Robust learning of halfspaces under log-concave marginals
Jane Lange, Arsen Vasilyan
TL;DR
This work addresses robust learning of halfspaces under isotropic subgaussian log-concave marginals by introducing RobustLearn, an improper agnostic learner that achieves both near-optimal classification error and adversarial robustness. The method combines three components: LearnRealValued, a convex program that finds a low-noise-sensitivity polynomial p with err ≤ opt + O(ε) and NS ≤ O(r+ε); ComputeClassifier, a deterministic four-piece rounding strategy derived via Carathéodory’s theorem to bound error, boundary volume, and isolation; and RobustnessLCA, a local correction that smooths to a globally adversarially robust classifier. The algorithm runs in time d^{ ilde{O}(1/ε^2)} with sample complexity of the same order, matching the efficiency of the best-known improper agnostic learners and extending robustness guarantees beyond Gaussian to log-concave marginals. Additionally, the work provides a verifiable robustness framework under standard complexity assumptions, enabling efficient certification of robustness for the learned model. Overall, it delivers a theoretically principled, computationally feasible path to robust halfspace learning in high dimensions with verifiable robustness properties.
Abstract
We say that a classifier is \emph{adversarially robust} to perturbations of norm $r$ if, with high probability over a point $x$ drawn from the input distribution, there is no point within distance $\le r$ from $x$ that is classified differently. The \emph{boundary volume} is the probability that a point falls within distance $r$ of a point with a different label. This work studies the task of computationally efficient learning of hypotheses with small boundary volume, where the input is distributed as a subgaussian isotropic log-concave distribution over $\mathbb{R}^d$. Linear threshold functions are adversarially robust; they have boundary volume proportional to $r$. Such concept classes are efficiently learnable by polynomial regression, which produces a polynomial threshold function (PTF), but PTFs in general may have boundary volume $Ω(1)$, even for $r \ll 1$. We give an algorithm that agnostically learns linear threshold functions and returns a classifier with boundary volume $O(r+\varepsilon)$ at radius of perturbation $r$. The time and sample complexity of $d^{\tilde{O}(1/\varepsilon^2)}$ matches the complexity of polynomial regression.
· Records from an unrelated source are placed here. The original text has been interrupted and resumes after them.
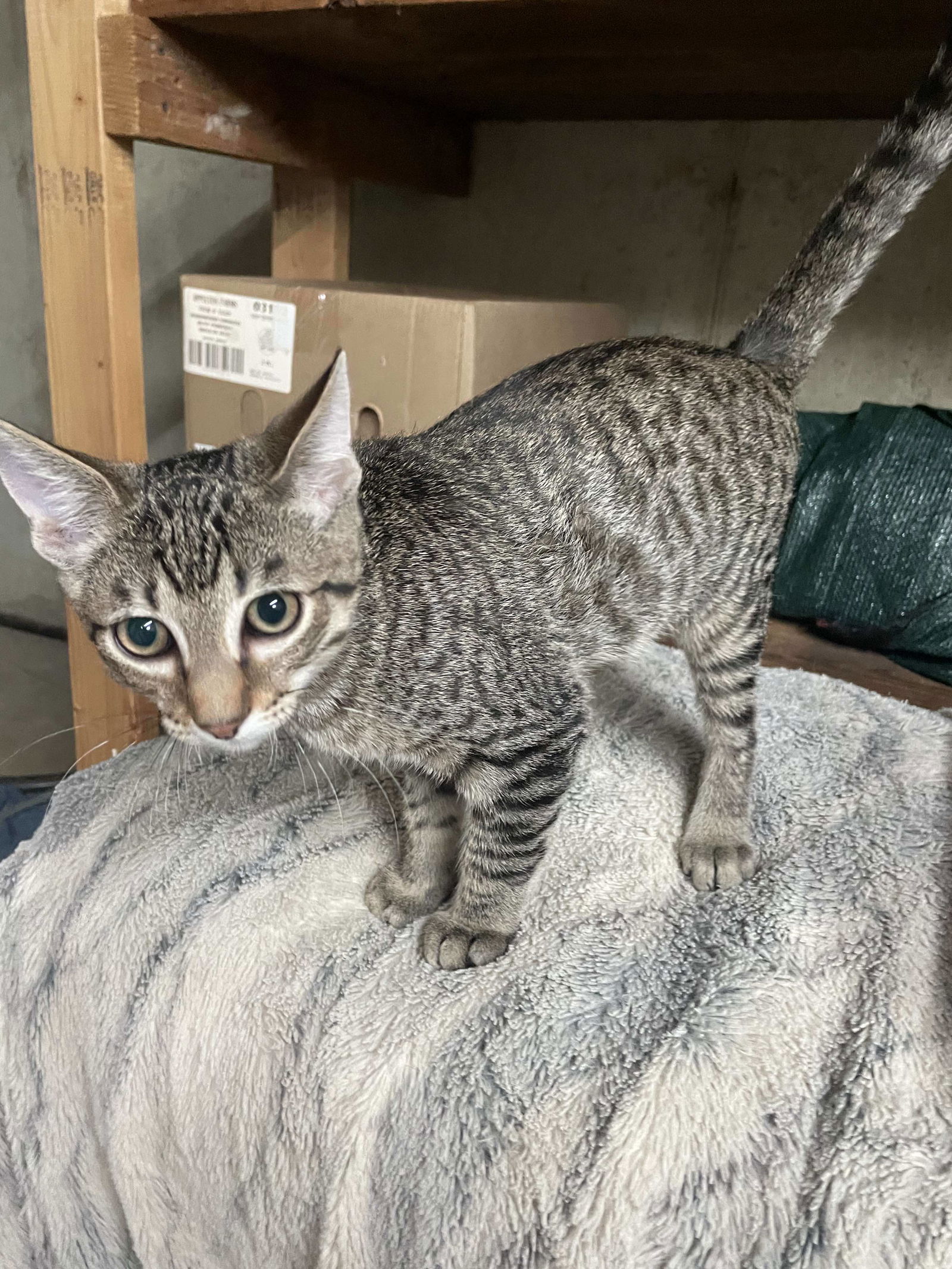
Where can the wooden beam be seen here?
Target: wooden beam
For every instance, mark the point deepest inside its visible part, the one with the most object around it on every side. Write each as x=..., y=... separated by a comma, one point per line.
x=310, y=226
x=87, y=212
x=191, y=89
x=795, y=647
x=189, y=8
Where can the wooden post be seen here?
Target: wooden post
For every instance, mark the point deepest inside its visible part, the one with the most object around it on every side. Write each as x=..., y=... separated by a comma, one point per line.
x=310, y=225
x=87, y=211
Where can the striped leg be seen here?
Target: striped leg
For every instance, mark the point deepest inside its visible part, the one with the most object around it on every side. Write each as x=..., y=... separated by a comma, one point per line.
x=512, y=797
x=724, y=651
x=397, y=894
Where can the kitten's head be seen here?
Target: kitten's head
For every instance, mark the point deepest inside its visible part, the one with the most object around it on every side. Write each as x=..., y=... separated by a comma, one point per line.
x=217, y=584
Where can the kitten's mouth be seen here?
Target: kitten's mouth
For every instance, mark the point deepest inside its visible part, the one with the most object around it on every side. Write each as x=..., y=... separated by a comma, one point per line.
x=238, y=738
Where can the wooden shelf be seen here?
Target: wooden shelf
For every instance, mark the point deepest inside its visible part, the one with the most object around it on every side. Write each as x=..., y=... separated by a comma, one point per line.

Our algorithm augments the classic approach of polynomial regression with three additional steps: a) performing the $\ell_1$-error regression under noise sensitivity constraints, b) a structured partitioning and rounding step that returns a Boolean classifier with error $\textsf{opt} + O(\varepsilon)$ and noise sensitivity $O(r+\varepsilon)$ simultaneously, and c) a local corrector that ``smooths'' a function with low noise sensitivity into a function that is adversarially robust.